[comp.sys.att] cpiosize

jdc@naucse.UUCP (John Campbell) (12/20/88)

A while back I decided I wanted more control over backup on my 3b1.  In 
particular I wanted to avoid backing up certain directories and to break
the whole task into a reasonable number of groups.  I found a major
obstacle was predicting the size of a given cpio save set.  

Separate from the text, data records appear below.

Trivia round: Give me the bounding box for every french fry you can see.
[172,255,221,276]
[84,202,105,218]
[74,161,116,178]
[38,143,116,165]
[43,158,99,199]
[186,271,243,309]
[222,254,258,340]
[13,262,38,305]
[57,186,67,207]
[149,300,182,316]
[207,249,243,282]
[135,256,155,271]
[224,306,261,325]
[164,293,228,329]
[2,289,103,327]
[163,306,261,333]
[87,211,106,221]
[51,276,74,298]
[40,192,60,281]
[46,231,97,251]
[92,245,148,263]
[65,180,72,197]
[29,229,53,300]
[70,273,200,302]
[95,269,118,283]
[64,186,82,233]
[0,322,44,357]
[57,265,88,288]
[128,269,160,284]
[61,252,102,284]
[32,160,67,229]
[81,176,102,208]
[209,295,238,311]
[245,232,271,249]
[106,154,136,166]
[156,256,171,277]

Out of this need I wrote ``cpiosize'', which reports the number of
floppies a given cpio command would write.  As far as I know the calculations
are exact--in other words the value that cpio -o >/dev/null would return
(in blocks) is the same that cpiosize returns.  Cpiosize, however, is 9 - 10
times as fast and reports the number of floppies required.  Options exist to 
report each file, the total number of bytes, and the time to write the 
floppies (as well as the default number of blocks and number of floppies).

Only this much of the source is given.